Mating Systems and Variation in Canada Geese

The family structure and mating systems of Canada geese are directly responsible for the existence of different races of these white-cheeked birds. When young geese form pairs of their own, they choose mates from flocks of young birds from the same areas where they were raised. Thus, the characteristics of their respective parents that were molded by local conditions are propagated in their own young—much like line breeding in dogs.
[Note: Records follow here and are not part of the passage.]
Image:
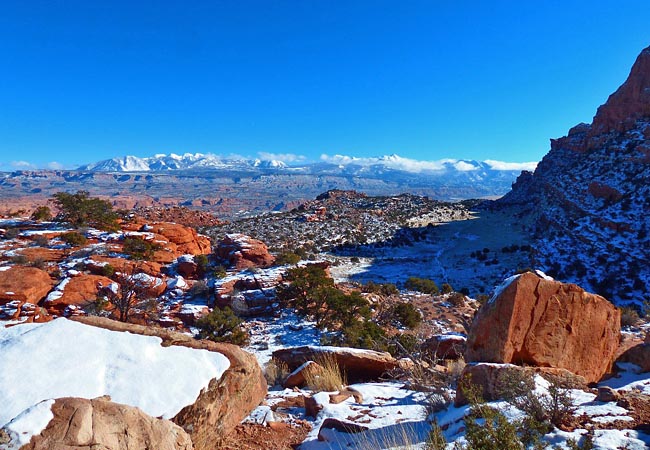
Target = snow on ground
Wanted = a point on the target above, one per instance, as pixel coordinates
(269, 334)
(28, 423)
(69, 359)
(629, 378)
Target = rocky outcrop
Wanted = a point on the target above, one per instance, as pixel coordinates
(186, 239)
(630, 102)
(83, 424)
(587, 199)
(25, 284)
(225, 402)
(243, 252)
(359, 365)
(492, 381)
(445, 346)
(639, 355)
(79, 291)
(539, 322)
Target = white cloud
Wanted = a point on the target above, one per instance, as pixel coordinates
(393, 161)
(55, 165)
(500, 165)
(22, 165)
(417, 166)
(284, 157)
(463, 166)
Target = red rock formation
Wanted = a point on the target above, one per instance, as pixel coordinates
(630, 102)
(243, 252)
(187, 240)
(79, 291)
(545, 323)
(221, 406)
(27, 284)
(85, 424)
(96, 265)
(358, 364)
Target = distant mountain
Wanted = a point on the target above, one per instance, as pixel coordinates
(188, 161)
(590, 196)
(494, 177)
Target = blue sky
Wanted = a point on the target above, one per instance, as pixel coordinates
(82, 81)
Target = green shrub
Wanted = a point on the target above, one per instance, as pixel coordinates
(219, 272)
(42, 213)
(11, 233)
(222, 325)
(138, 248)
(629, 316)
(423, 285)
(74, 238)
(287, 258)
(81, 210)
(457, 299)
(202, 263)
(108, 270)
(407, 314)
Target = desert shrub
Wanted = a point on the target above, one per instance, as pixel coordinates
(360, 334)
(96, 307)
(407, 314)
(629, 316)
(219, 272)
(11, 233)
(222, 325)
(493, 432)
(138, 248)
(73, 238)
(543, 410)
(41, 241)
(108, 270)
(39, 263)
(586, 442)
(201, 262)
(457, 299)
(275, 372)
(200, 289)
(81, 210)
(287, 258)
(423, 285)
(328, 377)
(436, 440)
(42, 213)
(380, 288)
(455, 369)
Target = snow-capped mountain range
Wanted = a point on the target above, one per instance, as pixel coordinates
(328, 165)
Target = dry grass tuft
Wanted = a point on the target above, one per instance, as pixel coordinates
(328, 377)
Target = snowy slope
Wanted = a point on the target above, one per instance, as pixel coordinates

In this way, distinct localized populations have developed over thousands of generations, which we can see in the size, coloration, and conformation of each race. For example, southern giant Canada geese have large bodies, long necks, and generally light-colored plumage. In contrast, Canada geese that nest in the high eastern Arctic are much smaller, have shorter necks, and generally darker plumage. Since each population tends to return to its traditional breeding and wintering areas, biologists can manage the harvest of each population from these distinct locations separately.